The evidence of dogs experiencing bad dreams is murky. However, some specialists believe dogs can have nightmares. Dogs may exhibit signs of distress during sleep, such as whining, growling, or twitching, which could indicate that they are experiencing a bad dream or nightmare.

These behaviors may be a response to negative or fearful experiences that the dog has encountered in their waking life. It is important to remember that dogs experience complex emotional lives, and their dreams can reflect the variety of emotions they have. Nightmares may be a natural part of the dreaming process, allowing dogs to process their emotions, work through challenging experiences, or practice coping strategies for difficult situations.

Quick Tip

If you notice your dog exhibiting signs of distress during sleep, it is generally best to let them sleep undisturbed. Waking a dog suddenly from a deep sleep, especially if they are experiencing a nightmare, may cause confusion or fear.

What Does it Mean When My Dog Cries When Dreaming?

You've probably heard your dog whimper while they're sleeping. This can be distressing, but try to remember, it's probably only a dream. A dog crying or whining during sleep may be experiencing a dream that involves:

  • Emotional situations: The dog could be dreaming about an emotionally charged experience, such as a moment of excitement, frustration, anxiety, or fear. The crying or whining might be a reflection of the emotions they are experiencing in their dream.
  • Physical sensations: Dogs may dream about physical sensations, such as discomfort, and their vocalizations could be a response to these sensations in their dream.
  • Social interactions: Dogs are social animals, and their dreams may involve interactions with other animals or humans. The crying or whining could be related to a dream involving communication, play, or confrontation with another individual.

FAQs About Dog Dreams

It isn't easy to tell what exactly your dog is dreaming about. All we have to go by are their movements and vocalizations during sleep. However, we can infer a few things about our dogs' dreams.

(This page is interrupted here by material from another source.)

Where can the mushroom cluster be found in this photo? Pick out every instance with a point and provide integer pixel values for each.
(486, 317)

  • Do dogs dream about their owners? Yes, it's entirely possible your dog is dreaming about you. You are a big part of their daily life.
  • What happens if you wake your dog from a dream? Your dog could experience irritability, confusion, or disorientation if you wake them abruptly out of a dream.
  • Do different breeds have different dreams? This is entirely possible. Although most of their dreams are likely similar, your dog's breed could affect their dreams. For example, if you have a Golden Retriever, they may be more likely to dream about retrieving than your Pug does.

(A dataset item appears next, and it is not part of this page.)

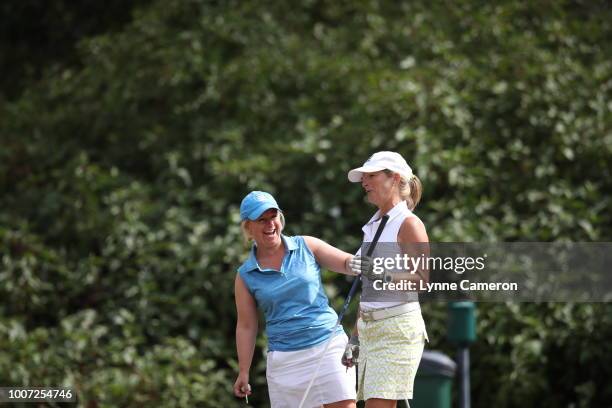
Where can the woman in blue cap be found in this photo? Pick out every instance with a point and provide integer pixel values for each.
(282, 277)
(390, 327)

Dogs Have Everything They Need to Dream

Dogs have all of the parts they need to dream, including brains, emotions, and behaviors we associate with human dreaming. Although you likely won't ever know what they're dreaming about, you have very good reason to believe they are dreaming when they're barking or trying to run while they're sleeping. Keep their life as happy as possible, and the likelihood your dog experiences more good dreams than bad will be higher. And, don't forget to exercise them plenty through the day so they sleep deeply when they do eventually take a snooze.